Why Recycle Paper?

RECYCLING + RECYCLED CONTENT = SUSTAINABILITYTM
Recycling recovered paper into products like 100% recycled paperboard and containerboard creates significant environmental and economic benefits for our nation.
Environmental Benefits of Paper Recycling Rigorous scientific research has demonstrated that manufacturing paper with recycled content is good for the environment.

  • Producing recycled paper requires less energy than producing paper from trees.
  • By recycling paper, we prevent it from being landfilled where it degrades, producing methane, a greenhouse gas. According to the U.S. EPA, landfills are the single largest U.S. source of methane emissions to the atmosphere and degrading paper 24 times as potent as carbon dioxide is a primary cause.
  • Manufacturing with recovered paperboard cuts down on air pollutants such as nitrogen oxides that contribute to smog and particulate emissions that cause respiratory problems.
  • Producing recycled paperboard and containerboard also requires less water and energy.
  • Members of the Paper Recycling Coalition use approximately 7.2 million tons of recovered paper annually.
 

“Collection is NOT Recycling!”

 

Economic Benefits of Paper Recycling The recycled paper industry is a major contributor to the U.S. economy.

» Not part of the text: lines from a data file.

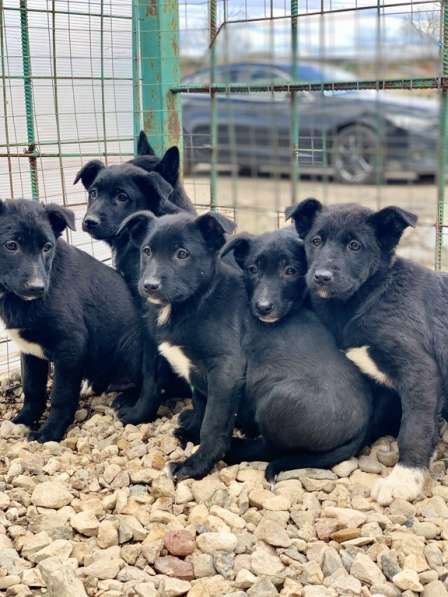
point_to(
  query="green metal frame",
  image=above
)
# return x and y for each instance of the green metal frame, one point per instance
(156, 27)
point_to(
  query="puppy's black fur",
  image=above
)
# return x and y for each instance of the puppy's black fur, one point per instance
(66, 308)
(119, 190)
(115, 192)
(371, 298)
(312, 405)
(202, 307)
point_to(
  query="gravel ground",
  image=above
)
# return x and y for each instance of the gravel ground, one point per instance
(97, 515)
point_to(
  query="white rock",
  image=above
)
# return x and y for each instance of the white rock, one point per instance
(366, 571)
(51, 494)
(85, 523)
(60, 579)
(103, 568)
(173, 587)
(408, 580)
(211, 542)
(61, 548)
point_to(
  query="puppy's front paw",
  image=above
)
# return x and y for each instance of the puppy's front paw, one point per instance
(271, 472)
(185, 435)
(26, 417)
(404, 482)
(44, 434)
(123, 400)
(189, 469)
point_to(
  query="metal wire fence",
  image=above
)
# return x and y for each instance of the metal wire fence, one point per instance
(269, 101)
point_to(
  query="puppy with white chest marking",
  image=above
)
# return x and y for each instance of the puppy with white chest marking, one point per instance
(312, 406)
(116, 192)
(64, 307)
(200, 335)
(390, 310)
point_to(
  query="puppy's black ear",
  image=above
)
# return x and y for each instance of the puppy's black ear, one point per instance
(157, 192)
(239, 246)
(389, 224)
(136, 225)
(60, 217)
(89, 172)
(168, 167)
(214, 226)
(143, 145)
(304, 214)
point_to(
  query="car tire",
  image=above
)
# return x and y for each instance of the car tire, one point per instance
(355, 155)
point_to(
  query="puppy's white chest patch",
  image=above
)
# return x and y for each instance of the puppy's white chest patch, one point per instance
(25, 346)
(177, 359)
(361, 358)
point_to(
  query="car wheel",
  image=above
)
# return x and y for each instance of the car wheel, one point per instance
(355, 155)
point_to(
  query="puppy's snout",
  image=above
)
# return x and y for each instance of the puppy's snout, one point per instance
(264, 307)
(90, 223)
(151, 284)
(35, 288)
(323, 276)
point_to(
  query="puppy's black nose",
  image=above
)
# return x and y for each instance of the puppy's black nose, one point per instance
(90, 223)
(264, 307)
(323, 276)
(151, 285)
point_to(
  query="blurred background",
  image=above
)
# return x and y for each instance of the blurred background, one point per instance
(270, 102)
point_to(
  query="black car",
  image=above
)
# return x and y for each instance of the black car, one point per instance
(355, 136)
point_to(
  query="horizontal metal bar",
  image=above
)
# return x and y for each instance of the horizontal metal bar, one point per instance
(322, 12)
(70, 142)
(405, 83)
(70, 12)
(66, 78)
(62, 155)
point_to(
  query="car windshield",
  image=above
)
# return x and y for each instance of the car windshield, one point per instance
(315, 73)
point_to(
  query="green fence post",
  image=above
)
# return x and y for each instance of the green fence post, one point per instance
(158, 29)
(28, 91)
(443, 142)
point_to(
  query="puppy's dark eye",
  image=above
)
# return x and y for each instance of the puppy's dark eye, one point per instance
(182, 253)
(11, 245)
(354, 245)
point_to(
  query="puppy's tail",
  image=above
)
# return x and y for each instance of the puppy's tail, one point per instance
(257, 449)
(386, 412)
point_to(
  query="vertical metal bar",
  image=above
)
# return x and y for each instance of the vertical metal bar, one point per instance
(135, 75)
(28, 91)
(160, 71)
(295, 126)
(56, 102)
(5, 101)
(443, 141)
(103, 93)
(214, 107)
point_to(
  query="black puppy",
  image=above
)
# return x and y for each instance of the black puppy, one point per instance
(201, 304)
(393, 312)
(64, 307)
(119, 190)
(313, 407)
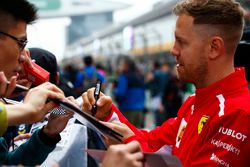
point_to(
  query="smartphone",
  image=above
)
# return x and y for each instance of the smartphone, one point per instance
(19, 88)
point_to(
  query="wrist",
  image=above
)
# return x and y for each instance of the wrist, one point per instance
(48, 140)
(48, 132)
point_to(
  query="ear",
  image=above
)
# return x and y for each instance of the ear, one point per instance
(216, 47)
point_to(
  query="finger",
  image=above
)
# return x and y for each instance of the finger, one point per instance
(72, 101)
(23, 136)
(86, 106)
(90, 94)
(133, 147)
(3, 82)
(138, 163)
(11, 86)
(52, 87)
(103, 100)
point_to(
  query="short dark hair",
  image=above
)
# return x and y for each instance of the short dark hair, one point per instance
(226, 17)
(12, 11)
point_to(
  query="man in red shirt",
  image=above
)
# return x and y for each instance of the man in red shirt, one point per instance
(212, 126)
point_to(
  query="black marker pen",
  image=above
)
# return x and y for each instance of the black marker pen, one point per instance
(98, 87)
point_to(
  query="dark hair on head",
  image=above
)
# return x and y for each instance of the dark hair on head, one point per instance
(88, 60)
(129, 62)
(222, 12)
(225, 17)
(12, 11)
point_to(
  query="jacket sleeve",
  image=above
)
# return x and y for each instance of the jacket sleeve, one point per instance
(3, 119)
(227, 142)
(31, 153)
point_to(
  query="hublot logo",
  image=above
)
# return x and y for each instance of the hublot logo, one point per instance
(232, 133)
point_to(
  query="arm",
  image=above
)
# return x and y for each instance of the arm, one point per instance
(124, 155)
(34, 109)
(36, 149)
(150, 141)
(227, 142)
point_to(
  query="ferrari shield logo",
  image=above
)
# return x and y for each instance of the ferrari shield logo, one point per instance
(202, 122)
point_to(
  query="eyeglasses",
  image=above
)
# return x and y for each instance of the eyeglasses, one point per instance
(21, 42)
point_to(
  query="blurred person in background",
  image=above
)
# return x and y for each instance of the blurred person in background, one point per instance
(211, 126)
(156, 81)
(88, 76)
(172, 97)
(129, 91)
(14, 17)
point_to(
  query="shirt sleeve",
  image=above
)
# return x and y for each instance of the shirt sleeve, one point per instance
(3, 119)
(150, 141)
(31, 153)
(226, 143)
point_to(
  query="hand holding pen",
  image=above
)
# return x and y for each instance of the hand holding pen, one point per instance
(96, 96)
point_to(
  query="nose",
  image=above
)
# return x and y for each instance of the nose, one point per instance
(174, 51)
(22, 57)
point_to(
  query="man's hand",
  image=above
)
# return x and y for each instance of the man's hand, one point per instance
(103, 104)
(121, 128)
(124, 155)
(57, 123)
(36, 98)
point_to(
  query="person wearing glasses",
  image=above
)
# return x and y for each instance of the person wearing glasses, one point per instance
(212, 125)
(15, 15)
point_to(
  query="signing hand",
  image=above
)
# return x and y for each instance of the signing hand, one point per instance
(124, 155)
(121, 128)
(103, 104)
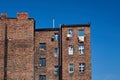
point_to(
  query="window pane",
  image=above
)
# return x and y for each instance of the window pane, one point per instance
(82, 67)
(56, 52)
(42, 61)
(43, 46)
(71, 68)
(70, 33)
(56, 36)
(81, 49)
(70, 50)
(81, 33)
(56, 70)
(42, 77)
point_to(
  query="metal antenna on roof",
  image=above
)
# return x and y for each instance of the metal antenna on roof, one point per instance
(53, 23)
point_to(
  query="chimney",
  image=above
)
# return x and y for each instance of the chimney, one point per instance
(3, 16)
(22, 15)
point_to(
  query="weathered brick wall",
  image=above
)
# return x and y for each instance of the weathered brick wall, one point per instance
(76, 58)
(20, 53)
(2, 37)
(51, 61)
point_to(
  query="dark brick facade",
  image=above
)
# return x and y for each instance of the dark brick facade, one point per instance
(29, 54)
(17, 38)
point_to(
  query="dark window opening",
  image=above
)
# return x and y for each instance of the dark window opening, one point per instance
(55, 37)
(42, 46)
(42, 77)
(82, 67)
(56, 70)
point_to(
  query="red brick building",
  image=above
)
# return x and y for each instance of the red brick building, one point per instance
(27, 53)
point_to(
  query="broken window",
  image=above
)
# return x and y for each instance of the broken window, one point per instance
(71, 68)
(81, 35)
(81, 49)
(42, 46)
(42, 61)
(70, 50)
(56, 70)
(55, 37)
(56, 52)
(42, 77)
(81, 67)
(70, 33)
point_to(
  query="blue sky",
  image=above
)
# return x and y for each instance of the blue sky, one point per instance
(104, 16)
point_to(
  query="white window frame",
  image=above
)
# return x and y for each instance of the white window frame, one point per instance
(70, 50)
(70, 33)
(55, 36)
(82, 67)
(71, 66)
(81, 49)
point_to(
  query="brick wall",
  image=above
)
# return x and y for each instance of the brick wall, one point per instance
(76, 58)
(2, 42)
(44, 36)
(20, 49)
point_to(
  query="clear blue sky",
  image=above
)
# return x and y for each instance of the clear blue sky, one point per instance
(104, 16)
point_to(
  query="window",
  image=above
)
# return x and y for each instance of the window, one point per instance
(56, 70)
(42, 61)
(81, 49)
(81, 32)
(70, 33)
(81, 35)
(56, 52)
(70, 50)
(54, 37)
(42, 46)
(81, 67)
(35, 68)
(42, 77)
(71, 68)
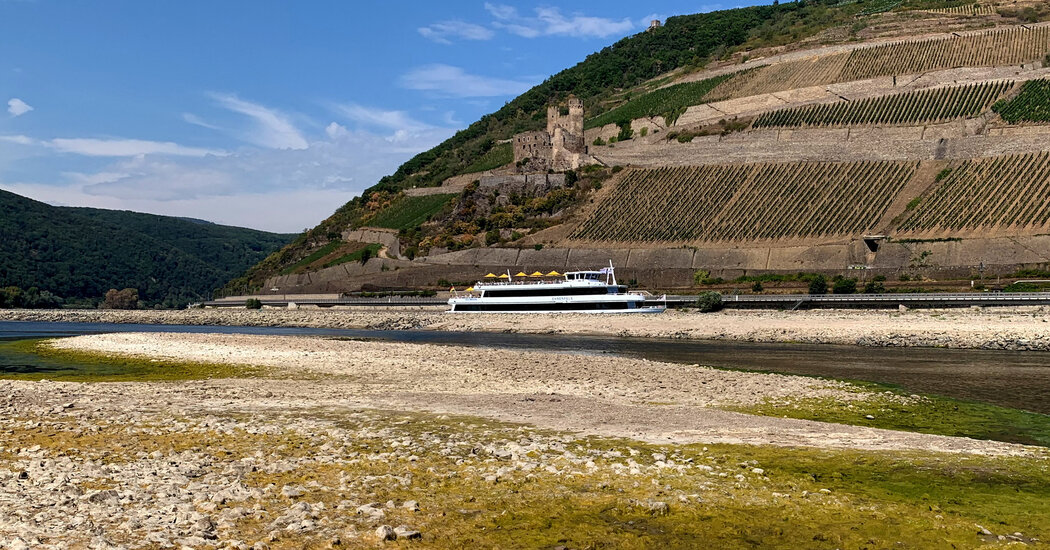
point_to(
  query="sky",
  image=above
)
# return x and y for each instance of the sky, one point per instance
(261, 113)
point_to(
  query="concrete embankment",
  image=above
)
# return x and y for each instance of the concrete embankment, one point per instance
(1020, 329)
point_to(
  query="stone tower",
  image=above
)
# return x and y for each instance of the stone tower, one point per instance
(562, 147)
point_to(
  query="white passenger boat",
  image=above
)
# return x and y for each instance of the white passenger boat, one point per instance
(578, 292)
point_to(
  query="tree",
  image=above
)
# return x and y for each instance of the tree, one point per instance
(709, 301)
(844, 286)
(126, 299)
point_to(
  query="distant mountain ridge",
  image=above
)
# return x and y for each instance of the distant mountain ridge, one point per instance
(80, 253)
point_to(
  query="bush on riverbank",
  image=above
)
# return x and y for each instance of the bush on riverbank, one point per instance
(709, 301)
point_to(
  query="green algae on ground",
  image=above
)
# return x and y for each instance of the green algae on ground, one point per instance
(593, 492)
(38, 360)
(883, 407)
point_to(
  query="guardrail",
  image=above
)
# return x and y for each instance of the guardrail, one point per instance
(874, 300)
(792, 301)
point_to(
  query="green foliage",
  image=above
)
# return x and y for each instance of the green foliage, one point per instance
(80, 253)
(316, 255)
(844, 286)
(893, 408)
(777, 277)
(361, 255)
(1031, 105)
(912, 107)
(408, 212)
(126, 299)
(669, 102)
(709, 301)
(625, 131)
(818, 284)
(875, 287)
(500, 154)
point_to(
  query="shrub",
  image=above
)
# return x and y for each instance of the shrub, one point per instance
(709, 301)
(844, 286)
(126, 299)
(874, 287)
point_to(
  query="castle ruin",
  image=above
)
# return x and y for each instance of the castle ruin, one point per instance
(560, 147)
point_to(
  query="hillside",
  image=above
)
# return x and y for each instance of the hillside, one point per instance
(80, 253)
(800, 130)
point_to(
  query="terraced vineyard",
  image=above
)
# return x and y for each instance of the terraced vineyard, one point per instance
(669, 102)
(1000, 192)
(1031, 105)
(922, 106)
(969, 9)
(746, 202)
(779, 77)
(1008, 46)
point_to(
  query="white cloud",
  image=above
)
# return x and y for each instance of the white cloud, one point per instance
(20, 140)
(386, 120)
(335, 130)
(447, 80)
(18, 107)
(549, 21)
(272, 129)
(282, 190)
(196, 121)
(92, 147)
(444, 30)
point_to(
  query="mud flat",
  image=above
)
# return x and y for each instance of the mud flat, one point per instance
(343, 443)
(1017, 329)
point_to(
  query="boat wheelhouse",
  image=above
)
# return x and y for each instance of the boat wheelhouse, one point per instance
(575, 292)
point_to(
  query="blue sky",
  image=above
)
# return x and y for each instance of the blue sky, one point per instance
(266, 114)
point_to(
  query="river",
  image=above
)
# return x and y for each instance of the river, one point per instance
(1012, 379)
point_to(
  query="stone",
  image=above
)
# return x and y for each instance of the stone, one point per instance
(659, 508)
(291, 491)
(385, 532)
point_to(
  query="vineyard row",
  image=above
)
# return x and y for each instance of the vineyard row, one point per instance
(747, 202)
(922, 106)
(1009, 46)
(1001, 192)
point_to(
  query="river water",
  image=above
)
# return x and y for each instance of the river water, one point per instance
(1012, 379)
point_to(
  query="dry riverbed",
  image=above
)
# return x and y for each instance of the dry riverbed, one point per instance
(989, 328)
(311, 442)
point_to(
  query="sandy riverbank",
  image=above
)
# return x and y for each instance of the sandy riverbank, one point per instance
(990, 329)
(344, 443)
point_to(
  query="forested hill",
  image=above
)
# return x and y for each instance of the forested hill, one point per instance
(80, 253)
(604, 80)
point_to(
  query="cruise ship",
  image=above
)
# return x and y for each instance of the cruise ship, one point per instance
(575, 292)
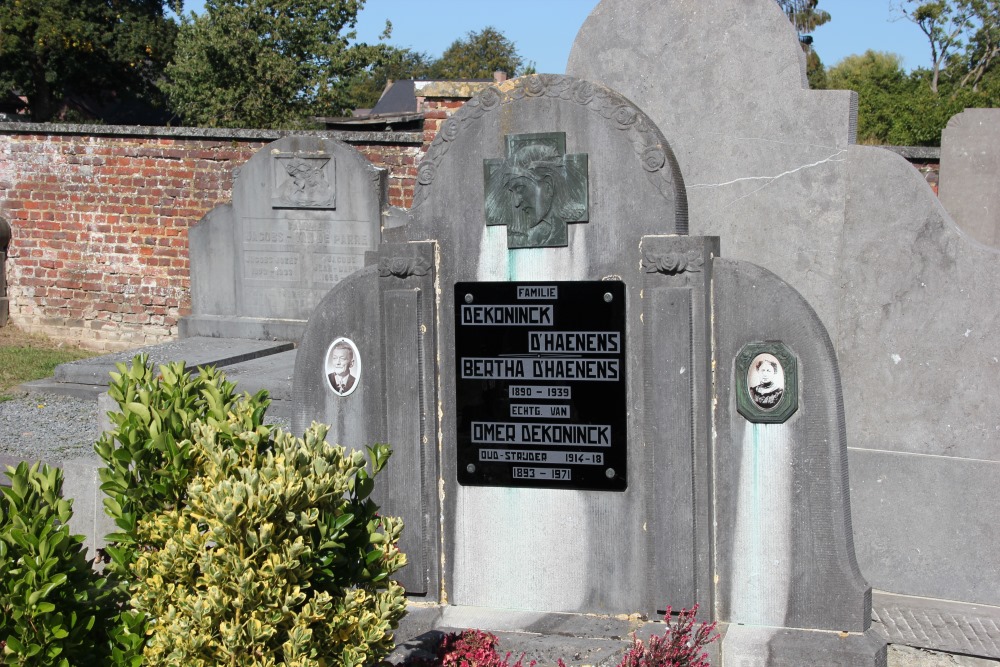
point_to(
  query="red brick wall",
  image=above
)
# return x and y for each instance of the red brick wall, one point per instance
(98, 253)
(99, 246)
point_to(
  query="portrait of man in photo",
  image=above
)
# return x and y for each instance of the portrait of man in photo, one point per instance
(766, 381)
(343, 367)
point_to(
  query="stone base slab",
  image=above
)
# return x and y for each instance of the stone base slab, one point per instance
(194, 352)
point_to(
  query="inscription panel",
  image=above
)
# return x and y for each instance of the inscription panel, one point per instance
(541, 391)
(289, 263)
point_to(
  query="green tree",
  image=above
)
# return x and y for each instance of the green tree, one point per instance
(478, 56)
(897, 108)
(945, 24)
(267, 63)
(805, 16)
(983, 48)
(50, 48)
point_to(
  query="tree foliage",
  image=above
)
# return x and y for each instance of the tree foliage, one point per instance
(897, 108)
(963, 36)
(806, 17)
(52, 48)
(267, 63)
(478, 56)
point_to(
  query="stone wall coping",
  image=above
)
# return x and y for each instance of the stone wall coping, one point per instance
(226, 134)
(452, 89)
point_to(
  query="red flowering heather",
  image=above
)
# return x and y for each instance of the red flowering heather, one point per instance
(475, 648)
(680, 646)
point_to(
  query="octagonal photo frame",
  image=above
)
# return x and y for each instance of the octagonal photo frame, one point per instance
(767, 382)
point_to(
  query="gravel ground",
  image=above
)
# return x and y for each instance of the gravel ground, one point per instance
(52, 428)
(47, 427)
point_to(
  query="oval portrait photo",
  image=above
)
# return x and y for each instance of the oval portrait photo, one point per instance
(343, 366)
(765, 381)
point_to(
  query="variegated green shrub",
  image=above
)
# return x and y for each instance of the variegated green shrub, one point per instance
(277, 556)
(53, 611)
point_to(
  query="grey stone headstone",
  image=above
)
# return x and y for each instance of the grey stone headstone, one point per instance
(907, 298)
(399, 313)
(305, 211)
(660, 542)
(969, 185)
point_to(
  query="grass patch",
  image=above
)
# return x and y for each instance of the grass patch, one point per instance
(25, 357)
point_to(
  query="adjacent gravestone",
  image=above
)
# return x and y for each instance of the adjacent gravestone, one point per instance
(536, 344)
(4, 244)
(908, 298)
(970, 173)
(305, 211)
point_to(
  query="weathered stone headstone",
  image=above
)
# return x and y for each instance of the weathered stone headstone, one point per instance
(969, 185)
(305, 211)
(908, 299)
(559, 442)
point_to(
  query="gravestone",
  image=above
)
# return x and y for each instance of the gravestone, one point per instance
(969, 185)
(4, 244)
(908, 298)
(574, 431)
(305, 210)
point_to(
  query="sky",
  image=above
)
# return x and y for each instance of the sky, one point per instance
(543, 30)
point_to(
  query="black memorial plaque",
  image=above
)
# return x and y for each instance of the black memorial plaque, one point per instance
(540, 384)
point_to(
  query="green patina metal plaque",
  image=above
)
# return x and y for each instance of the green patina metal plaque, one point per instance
(536, 190)
(767, 382)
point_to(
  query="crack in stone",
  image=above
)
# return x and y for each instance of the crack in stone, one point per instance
(768, 179)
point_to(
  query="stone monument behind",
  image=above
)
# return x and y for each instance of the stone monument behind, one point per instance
(591, 412)
(305, 211)
(970, 173)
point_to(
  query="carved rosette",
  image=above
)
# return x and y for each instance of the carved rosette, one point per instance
(651, 149)
(673, 263)
(403, 267)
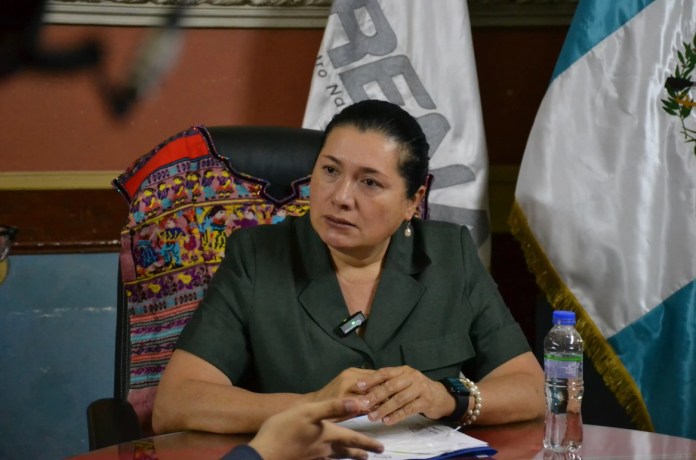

  • During the 1990s alone, U.S. papermakers invested an estimated $10 billion in new recycling capacity.
  • Recycled paper, paperboard, and deinked market pulp mills employ nearly 140,000 people directly and influence another 615,000 jobs, for a total of nearly 755,000 jobs nationwide.
  • The annual payroll of recycled paper, paperboard, and deinked market pulp mills is $6.9 billion.
  • Through taxes and other receipts, recycled paper, paperboard, and deinked market pulp mills contribute $9.6 billion to federal, state, and local government revenues.
  • Members of the Paper Recycling Coalition have approximately 500 plants in almost 300 different cities, spread throughout 42 states.